Ray's former Falcons teammate Greg Brezina, now an Atlanta-area minister, says, "If people could just know the Ray that I knew [before the dementia]. He was totally dedicated as a player, a well-conditioned machine. He took his body beyond its limits and made excruciating tackles. [But] there are only so many licks a body can take."
By the end, Ray had lost his peripheral vision, his sense of smell, his short-term memory and his sense of direction.
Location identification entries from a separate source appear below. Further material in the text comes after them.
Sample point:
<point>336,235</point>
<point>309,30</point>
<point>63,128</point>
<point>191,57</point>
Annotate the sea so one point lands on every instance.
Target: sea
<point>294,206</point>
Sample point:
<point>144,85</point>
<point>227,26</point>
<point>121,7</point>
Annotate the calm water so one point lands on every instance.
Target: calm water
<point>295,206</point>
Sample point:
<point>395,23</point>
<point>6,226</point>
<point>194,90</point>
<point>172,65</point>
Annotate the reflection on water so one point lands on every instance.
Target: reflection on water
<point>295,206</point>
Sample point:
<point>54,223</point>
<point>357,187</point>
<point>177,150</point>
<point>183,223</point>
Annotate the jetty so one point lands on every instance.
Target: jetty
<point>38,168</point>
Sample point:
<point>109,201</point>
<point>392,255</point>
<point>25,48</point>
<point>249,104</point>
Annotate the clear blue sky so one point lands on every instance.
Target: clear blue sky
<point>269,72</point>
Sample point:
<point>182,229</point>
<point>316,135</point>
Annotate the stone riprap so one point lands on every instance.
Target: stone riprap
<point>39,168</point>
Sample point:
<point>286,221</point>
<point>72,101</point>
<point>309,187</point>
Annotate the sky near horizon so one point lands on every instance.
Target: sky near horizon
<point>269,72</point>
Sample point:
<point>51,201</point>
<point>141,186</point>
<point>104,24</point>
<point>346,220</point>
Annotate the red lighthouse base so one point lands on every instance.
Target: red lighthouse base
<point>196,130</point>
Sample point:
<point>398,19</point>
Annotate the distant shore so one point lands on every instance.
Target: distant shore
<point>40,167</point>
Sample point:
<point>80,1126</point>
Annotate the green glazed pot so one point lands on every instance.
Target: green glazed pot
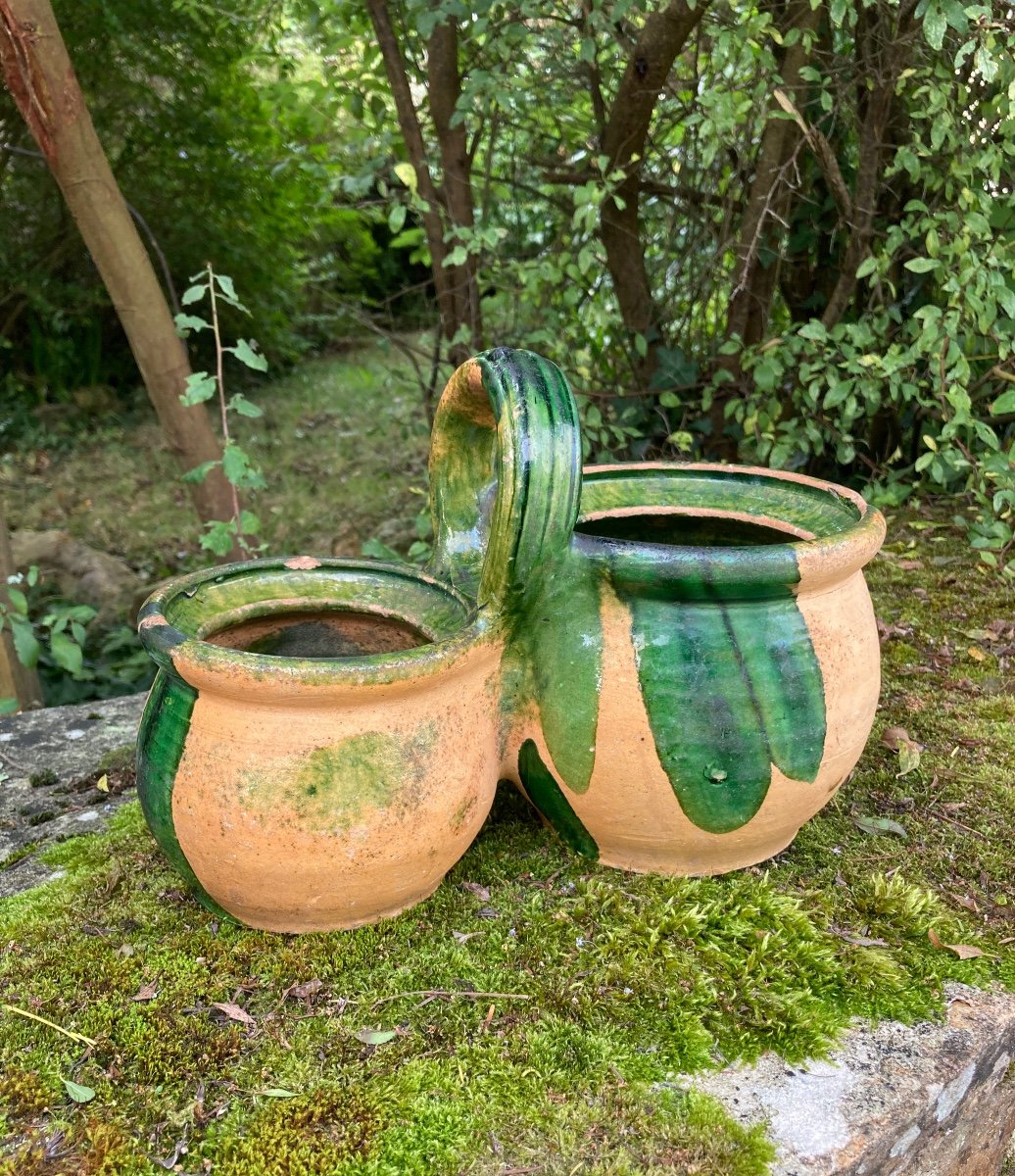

It was like living half a life, and this for a man who had always lived his life full-tilt.
Mary Ann is left with her memories — of a loving husband, a doting father who played make-believe games for hours with his young daughter, and a proud athlete who gave everything he had on the field before the effects of repetitive head trauma changed his personality and progressively robbed him and his family of their quality of life. She continues to find strength in her faith, comfortable in the knowledge that Ray's long struggle is over and that his soul is at peace. She says softly, "I know that God has a plan and that he has prepared a place for us."